BSU AD Harper Set to Retire after 21 Years at College’s Athletic Helm
By Jim Fenton, The Enterprise (Brockton)
BRIDGEWATER, Mass. -- When he was hired as the
director of athletics at Bridgewater State University in 1991,
John Harper didn’t envision it being his
The 1971 Ithaca College graduate was hoping to one day return to his alma mater in his native state of New York and head the Bombers’ athletic department.
“I was going to be here five years,’’ said Harper, “and move on.’’
Five years, though, turned into two decades, and Harper and his wife, Ann, never did make it to Ithaca.
Instead, Harper found a home at Bridgewater State where he is in his 21st year as the Bears’ athletic director.
“It’s been a great fit,’’ said Harper.
“Obviously, things worked out for a reason.’’
Under Harper’s leadership, the Bridgewater State athletics program has flourished with attractive facilities and competitive teams, making the Bears among the leaders in the Massachusetts State Collegiate Athletic Conference.
The successful run that Harper has had at BSU, though, will come to an end on July 31 when he retires.
“There are an awful lot of memories,’’ said Harper. “The facilities are great, the location is great. But it’s the people who have made this great. It’s the people who were here when I got here and who came in after that. They’re the reasons why you succeed and have great memories.
“And it’s the student-athletes. That’s what you do it for. Once in a while, I get a note from one of them, like a player on the 1994 softball team or a nice email from someone on the 1997-98 men’s basketball team just thanking you for making their experience such a good one for them. That’s what you do it for.’’
Harper has done plenty since arriving at Bridgewater State from Wichita State in ’91.
The Bears’ program was struggling and looking for a full-time athletics director after the position was held by two staffers on an interim basis.
Harper had worked at Missouri State (1974-82) and George Washington (1982-87) before moving to Wichita State in 1987. For two years in a row, the Bridgewater State opening had been posted and Harper considered applying, but he had been promoted to associate AD at Wichita State.
“My wife and I had talked about the fact we had always wanted to come to New England to live,’’ said Harper, “but the first time we said, ‘Ah, we’ll let it go.’ “Then the job came open again the following year and we thought, maybe there’s just something right about this.
The third time was the charm for me and, hopefully, it was for the institution.’’
Harper did his research about Bridgewater State, a school he knew nothing about, and came to Massachusetts to interview for the job.
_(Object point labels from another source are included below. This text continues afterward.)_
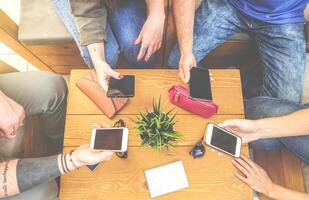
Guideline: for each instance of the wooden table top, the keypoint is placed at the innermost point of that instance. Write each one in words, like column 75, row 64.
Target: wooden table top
column 210, row 177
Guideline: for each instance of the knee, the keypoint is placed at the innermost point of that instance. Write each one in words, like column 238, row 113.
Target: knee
column 131, row 52
column 112, row 54
column 263, row 107
column 50, row 91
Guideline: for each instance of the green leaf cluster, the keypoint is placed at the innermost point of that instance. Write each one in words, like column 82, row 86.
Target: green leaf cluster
column 156, row 128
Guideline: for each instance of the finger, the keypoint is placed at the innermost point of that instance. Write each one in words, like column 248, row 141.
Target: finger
column 244, row 164
column 233, row 123
column 139, row 39
column 142, row 51
column 240, row 177
column 112, row 73
column 103, row 85
column 106, row 155
column 149, row 53
column 240, row 168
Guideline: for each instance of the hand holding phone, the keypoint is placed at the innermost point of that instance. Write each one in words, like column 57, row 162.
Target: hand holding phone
column 223, row 140
column 199, row 84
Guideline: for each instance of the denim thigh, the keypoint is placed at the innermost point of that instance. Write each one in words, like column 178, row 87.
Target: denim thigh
column 263, row 107
column 126, row 20
column 282, row 51
column 111, row 46
column 215, row 21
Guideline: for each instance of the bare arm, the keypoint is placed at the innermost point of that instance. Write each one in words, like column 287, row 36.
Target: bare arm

He was impressed with the potential the school’s program had.
He read a quote from Bears’ long-time football coach Pete Mazzaferro talking about how players are expected to be “students first,’’ and, said Harper, “I thought, if the football coach can be on record saying that, it might be a good fit.’’
He also visited former Bridgewater State baseball coach Glenn Tufts at Legion Field, who told Harper, ‘This place is a sleeping giant. It just needs leadership.’ And he was right. It was a sleeping giant.’’
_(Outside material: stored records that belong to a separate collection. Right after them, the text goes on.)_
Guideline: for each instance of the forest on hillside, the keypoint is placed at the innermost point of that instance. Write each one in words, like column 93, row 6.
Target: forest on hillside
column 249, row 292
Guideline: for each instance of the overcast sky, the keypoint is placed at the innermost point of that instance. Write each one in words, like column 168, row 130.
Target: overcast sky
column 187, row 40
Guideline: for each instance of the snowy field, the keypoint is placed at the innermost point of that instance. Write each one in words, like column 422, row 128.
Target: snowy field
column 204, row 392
With Harper as the AD, the Bridgewater State softball team finished second in the NCAA Div. 3 tournament in 1994 and the baseball team was third in the nationals in 1996. The men’s basketball team reached the Sweet 16 in 2009, and there have been several All-America performers.
Bridgewater State has won the Smith Cup, which goes annually to the top MASCAC program, 10 times in Harper’s years at the school after earning it once the previous 19 years.
Alumni Park for the baseball and softball teams has been around since 1996.
Six years later, the Adrian Tinsley Center, which houses the basketball and volleyball courts, a fitness center and the athletics office, opened, and a $4.7 million renovation of Swenson Field for the football and track teams was completed in 2010.
There has been a dramatic shift in athletics for the good since Harper arrived 21 years ago in terms of facilities and the competition level, and he has been the leader of getting it all accomplished.
“I think I happened to come in at the right time,’’ said Harper. “We all wanted the same thing. In many regards, we were all pulling in the right direction. It sure worked out well.’’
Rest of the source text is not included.